Hautes Tensions, de Philippe Cognée. Exposition.

Hautes Tensions, de Philippe Cognée. Exposition.

25 mai 2024 Non Par Paul Rassat

Entre l’accrochage et le vernissage, voici un moment de conversation privilégié avec Philippe Cognée. Un entre-deux qui révèle la force créatrice de l’artiste, la douceur sensible de l’homme, la combinaison permanente en tensions créatrices. Rappelons qu’étymologiquement le mot cognée renvoie au coin, ce coin planté dans le réel, qui l’ouvre et le relie tout à la fois. Une question de Hautes Tensions.

Optimisime ?

En découvrant l’exposition je me suis demandé si vous êtes une personne optimiste.

Apparemment oui.

Vos œuvres sont saisissantes et peuvent évoquer des choses sombres.
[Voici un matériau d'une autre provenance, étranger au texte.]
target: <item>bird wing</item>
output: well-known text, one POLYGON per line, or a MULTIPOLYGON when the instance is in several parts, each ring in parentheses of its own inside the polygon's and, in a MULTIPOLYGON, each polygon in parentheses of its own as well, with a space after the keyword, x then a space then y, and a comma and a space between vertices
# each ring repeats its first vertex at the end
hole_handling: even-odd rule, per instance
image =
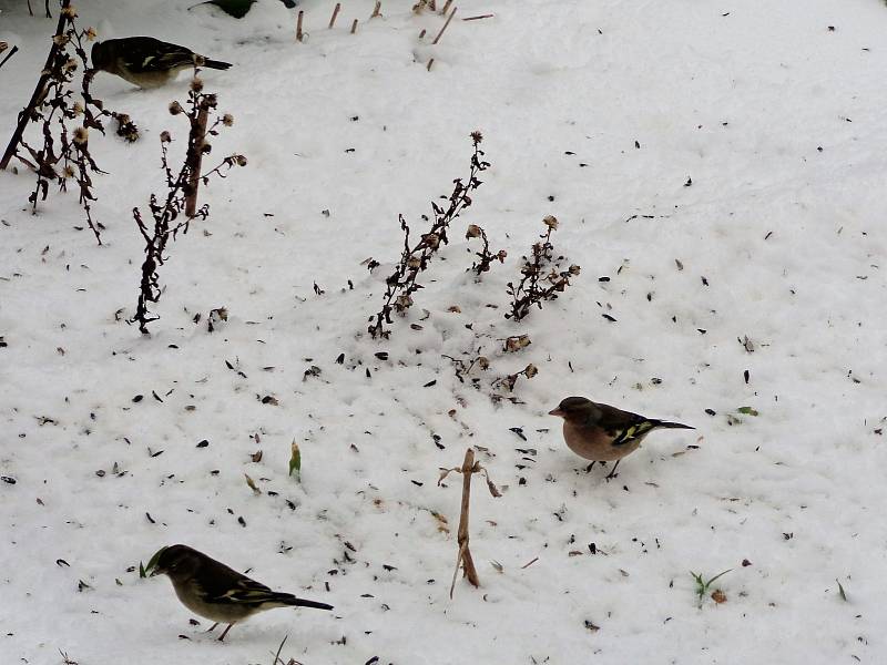
POLYGON ((226 589, 224 593, 213 598, 213 601, 216 603, 234 603, 238 605, 262 605, 264 603, 281 603, 290 597, 294 598, 295 596, 272 591, 264 584, 244 575, 226 589))
POLYGON ((598 407, 595 424, 613 437, 612 446, 626 446, 642 439, 655 429, 659 422, 610 405, 595 406, 598 407))
POLYGON ((194 64, 191 49, 149 37, 131 38, 120 57, 126 69, 134 73, 165 72, 194 64))

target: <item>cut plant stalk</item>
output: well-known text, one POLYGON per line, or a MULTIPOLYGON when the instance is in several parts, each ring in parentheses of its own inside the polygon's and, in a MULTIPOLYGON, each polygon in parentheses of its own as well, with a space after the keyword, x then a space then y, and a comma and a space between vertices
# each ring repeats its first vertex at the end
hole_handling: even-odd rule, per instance
POLYGON ((457 536, 457 543, 459 549, 456 553, 456 569, 452 571, 452 582, 450 583, 450 597, 452 597, 452 592, 456 589, 456 577, 459 574, 459 565, 462 566, 463 576, 468 579, 472 586, 478 587, 480 586, 480 579, 478 577, 478 571, 475 567, 475 561, 471 557, 471 550, 468 546, 469 535, 468 535, 468 515, 469 515, 469 507, 471 503, 471 475, 475 473, 483 473, 487 478, 487 488, 490 490, 490 494, 493 497, 501 497, 497 487, 490 480, 489 474, 487 473, 487 469, 480 466, 480 462, 475 461, 475 451, 470 448, 465 451, 465 459, 462 460, 461 467, 456 467, 453 469, 443 469, 440 473, 440 479, 438 479, 437 484, 439 485, 443 480, 449 475, 451 472, 457 472, 462 474, 462 504, 461 510, 459 512, 459 531, 457 536))
POLYGON ((452 17, 456 16, 456 10, 458 9, 459 9, 458 7, 452 8, 450 16, 447 17, 447 21, 443 23, 443 28, 441 28, 440 32, 437 33, 437 37, 435 38, 435 41, 431 42, 431 44, 436 44, 437 42, 440 41, 440 38, 443 37, 443 31, 447 29, 447 25, 450 24, 450 21, 452 20, 452 17))

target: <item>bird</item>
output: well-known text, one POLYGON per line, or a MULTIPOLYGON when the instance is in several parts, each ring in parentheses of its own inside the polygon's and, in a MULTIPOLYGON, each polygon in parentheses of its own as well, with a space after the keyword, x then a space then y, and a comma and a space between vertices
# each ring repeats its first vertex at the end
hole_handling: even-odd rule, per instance
POLYGON ((139 88, 160 88, 183 69, 208 66, 226 70, 230 62, 210 60, 188 48, 153 37, 126 37, 95 42, 90 52, 92 66, 125 79, 139 88))
POLYGON ((567 447, 579 457, 594 462, 615 461, 606 477, 615 478, 622 458, 634 452, 644 438, 657 429, 695 429, 681 422, 669 422, 645 418, 623 411, 610 405, 593 402, 584 397, 568 397, 561 400, 549 416, 563 418, 563 439, 567 447))
POLYGON ((315 607, 333 610, 333 605, 297 598, 292 593, 272 591, 264 584, 230 569, 203 552, 187 545, 164 548, 151 576, 166 575, 182 604, 204 618, 228 626, 218 637, 222 642, 234 624, 275 607, 315 607))

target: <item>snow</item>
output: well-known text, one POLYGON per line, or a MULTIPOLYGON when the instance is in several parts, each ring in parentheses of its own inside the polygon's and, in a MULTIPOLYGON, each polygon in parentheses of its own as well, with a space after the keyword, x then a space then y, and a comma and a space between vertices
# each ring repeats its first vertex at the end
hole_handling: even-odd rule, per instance
MULTIPOLYGON (((54 29, 38 4, 2 7, 0 40, 21 49, 0 70, 3 136, 54 29)), ((31 175, 0 174, 0 474, 17 481, 0 483, 2 662, 271 663, 286 635, 282 658, 306 665, 879 662, 883 2, 475 1, 435 47, 418 33, 443 18, 411 1, 367 22, 374 2, 353 0, 330 31, 335 3, 305 0, 303 44, 276 0, 241 21, 190 4, 79 6, 100 39, 152 34, 235 64, 204 75, 235 117, 211 156, 249 165, 212 182, 208 221, 171 244, 150 337, 124 323, 131 211, 162 191, 159 132, 182 144, 166 105, 187 78, 147 92, 96 78, 143 134, 91 139, 109 172, 103 246, 74 229, 73 194, 32 216, 31 175), (492 167, 407 319, 374 341, 397 216, 425 231, 473 130, 492 167), (506 284, 548 214, 582 275, 507 321, 506 284), (509 254, 480 283, 469 223, 509 254), (501 351, 519 332, 532 344, 501 351), (442 358, 472 345, 492 365, 482 390, 442 358), (529 362, 519 403, 493 403, 489 380, 529 362), (547 415, 568 395, 697 431, 651 434, 608 483, 547 415), (507 489, 475 479, 481 589, 460 577, 450 600, 461 479, 436 483, 469 446, 507 489), (165 580, 139 577, 176 542, 335 611, 268 612, 220 644, 165 580), (727 601, 699 608, 690 571, 726 569, 727 601)))

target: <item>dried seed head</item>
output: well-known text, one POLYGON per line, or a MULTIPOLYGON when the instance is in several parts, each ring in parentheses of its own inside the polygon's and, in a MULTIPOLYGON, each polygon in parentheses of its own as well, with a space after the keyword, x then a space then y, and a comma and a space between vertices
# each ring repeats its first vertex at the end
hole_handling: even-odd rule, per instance
POLYGON ((519 351, 520 349, 527 348, 530 346, 532 341, 530 341, 529 335, 513 335, 506 339, 506 350, 509 352, 519 351))
POLYGON ((86 127, 74 127, 73 139, 75 145, 86 145, 90 140, 90 132, 86 127))

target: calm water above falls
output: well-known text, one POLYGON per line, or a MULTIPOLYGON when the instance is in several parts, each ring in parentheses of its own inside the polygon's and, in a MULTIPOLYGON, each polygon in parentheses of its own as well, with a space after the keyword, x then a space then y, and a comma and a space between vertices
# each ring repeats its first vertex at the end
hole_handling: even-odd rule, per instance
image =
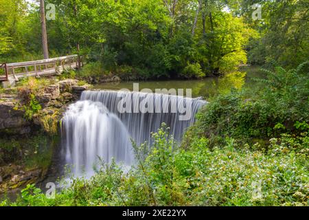
POLYGON ((138 82, 139 90, 150 89, 154 92, 155 89, 192 89, 192 98, 203 97, 205 100, 219 94, 230 91, 231 88, 240 89, 243 87, 251 89, 257 87, 253 80, 254 78, 262 78, 262 74, 258 72, 257 67, 244 67, 241 73, 235 72, 224 77, 206 78, 203 80, 161 80, 139 81, 102 83, 94 85, 94 89, 119 90, 121 89, 133 89, 133 82, 138 82))
MULTIPOLYGON (((251 76, 247 79, 244 76, 238 72, 201 80, 140 82, 139 86, 139 90, 148 88, 153 91, 155 89, 192 89, 192 97, 207 99, 228 93, 232 87, 255 86, 251 80, 251 76)), ((130 138, 138 144, 151 143, 151 133, 157 131, 162 122, 170 128, 170 133, 176 140, 181 140, 185 130, 194 122, 195 114, 207 103, 201 99, 181 96, 112 91, 122 88, 132 90, 133 82, 104 83, 95 87, 99 91, 84 91, 80 100, 69 107, 62 120, 65 162, 73 165, 73 173, 77 176, 93 175, 98 157, 106 162, 114 158, 125 165, 132 164, 134 155, 130 138), (129 112, 119 111, 119 103, 124 97, 132 104, 129 112), (143 100, 161 111, 141 112, 139 107, 143 100), (180 120, 184 114, 171 111, 175 106, 190 107, 189 118, 180 120), (135 111, 137 107, 137 111, 135 111)))
POLYGON ((151 133, 164 122, 175 140, 181 140, 185 129, 194 122, 195 114, 206 103, 165 94, 84 91, 62 119, 65 163, 72 165, 76 176, 93 175, 98 157, 106 162, 114 158, 130 166, 134 163, 130 138, 137 144, 150 144, 151 133), (124 109, 119 107, 124 100, 124 109))

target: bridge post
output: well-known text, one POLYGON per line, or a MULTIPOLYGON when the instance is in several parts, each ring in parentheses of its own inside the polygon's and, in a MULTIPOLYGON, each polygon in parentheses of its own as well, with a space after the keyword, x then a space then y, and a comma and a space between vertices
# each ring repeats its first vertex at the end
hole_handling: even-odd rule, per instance
POLYGON ((6 80, 8 81, 8 67, 5 63, 4 63, 4 72, 5 73, 6 80))
POLYGON ((17 77, 16 77, 15 69, 14 68, 14 67, 12 67, 12 73, 13 74, 13 76, 14 76, 14 78, 15 79, 15 80, 18 81, 19 78, 17 77))

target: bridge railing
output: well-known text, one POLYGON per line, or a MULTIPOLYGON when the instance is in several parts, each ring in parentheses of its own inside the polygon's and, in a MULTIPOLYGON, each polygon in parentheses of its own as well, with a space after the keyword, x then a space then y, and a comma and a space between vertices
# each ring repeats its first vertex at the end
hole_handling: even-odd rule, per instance
POLYGON ((3 69, 4 72, 4 76, 3 74, 0 75, 0 82, 8 80, 8 67, 5 63, 0 63, 0 68, 3 69))
POLYGON ((46 74, 48 71, 60 74, 59 67, 62 67, 63 70, 65 69, 65 66, 68 65, 70 67, 75 65, 76 69, 80 68, 83 65, 82 56, 74 54, 45 60, 8 63, 5 65, 0 65, 0 68, 5 69, 7 80, 10 75, 18 80, 19 78, 27 77, 30 74, 34 74, 36 76, 46 74))

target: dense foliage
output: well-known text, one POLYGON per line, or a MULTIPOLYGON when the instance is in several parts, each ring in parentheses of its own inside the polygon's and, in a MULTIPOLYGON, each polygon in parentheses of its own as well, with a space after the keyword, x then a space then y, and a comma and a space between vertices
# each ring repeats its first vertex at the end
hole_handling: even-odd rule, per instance
POLYGON ((308 131, 308 67, 306 62, 288 71, 262 69, 266 78, 258 80, 261 87, 251 88, 250 94, 233 91, 218 96, 201 111, 187 135, 268 140, 281 133, 308 131))
POLYGON ((154 133, 148 151, 135 147, 138 164, 127 173, 104 164, 90 179, 72 179, 54 199, 29 185, 16 202, 1 204, 308 206, 308 135, 273 138, 265 153, 233 139, 209 150, 207 139, 196 138, 184 150, 168 133, 164 126, 154 133))

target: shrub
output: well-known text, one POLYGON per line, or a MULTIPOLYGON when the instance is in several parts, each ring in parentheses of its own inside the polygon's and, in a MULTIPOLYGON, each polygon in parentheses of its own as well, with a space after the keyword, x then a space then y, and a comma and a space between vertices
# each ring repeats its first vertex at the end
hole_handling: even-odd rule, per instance
POLYGON ((304 128, 299 122, 309 122, 306 65, 289 71, 264 70, 268 73, 266 79, 260 80, 264 86, 250 99, 245 92, 236 90, 219 95, 198 113, 190 132, 211 140, 215 136, 268 140, 282 132, 299 134, 304 128))
POLYGON ((205 76, 198 63, 187 65, 183 70, 181 76, 185 78, 201 78, 205 76))
POLYGON ((100 62, 89 63, 86 64, 81 70, 77 72, 78 77, 100 77, 108 76, 110 72, 104 71, 102 65, 100 62))
POLYGON ((165 127, 153 134, 153 145, 135 147, 138 163, 124 172, 102 163, 90 179, 77 178, 47 199, 33 187, 19 206, 307 206, 308 135, 271 140, 266 153, 239 147, 229 139, 210 150, 195 137, 180 148, 165 127), (296 146, 303 146, 301 150, 296 146), (300 150, 300 151, 299 151, 300 150), (143 155, 141 157, 140 155, 143 155))

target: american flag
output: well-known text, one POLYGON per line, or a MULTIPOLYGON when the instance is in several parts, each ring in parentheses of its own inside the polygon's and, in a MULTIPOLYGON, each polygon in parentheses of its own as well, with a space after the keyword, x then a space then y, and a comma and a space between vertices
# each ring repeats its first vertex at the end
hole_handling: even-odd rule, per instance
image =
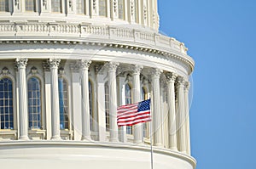
POLYGON ((119 127, 133 126, 150 121, 150 99, 121 105, 117 109, 117 123, 119 127))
Il est possible d’être l’inverse de ce que l’on peint. À lire les journaux on devient pessimiste. Il y a trop de monde sur la terre, du bordel un peu partout. Si l’on écoute les infos, le monde ne va pas extrêmement bien. Mais je me lève le matin dans une maison plutôt confortable. Dans ma vie de tous les jours je suis plutôt optimiste ; dans le monde comme il va, je suis plutôt pessimiste. On peut se dire que toutes les époques ont été comme ça. Avant ou après la guerre de 14… Ce cycle optimisme/ pessimisme recommence régulièrement. Je suis donc les deux à la fois. Je regarde les choses, je voyage, je vois le monde tel qu’il est. Ce que je crée est lié à l’idée de construire. Tout ce qui est là, autour de nous, un jour va disparaître. C’est le mouvement des choses de la vie. Un arbre vit, meurt. Dans mon jardin les bambous qui ont poussé pendant quinze à vingt ans viennent de fleurir. Ça signifie qu’ils sont morts.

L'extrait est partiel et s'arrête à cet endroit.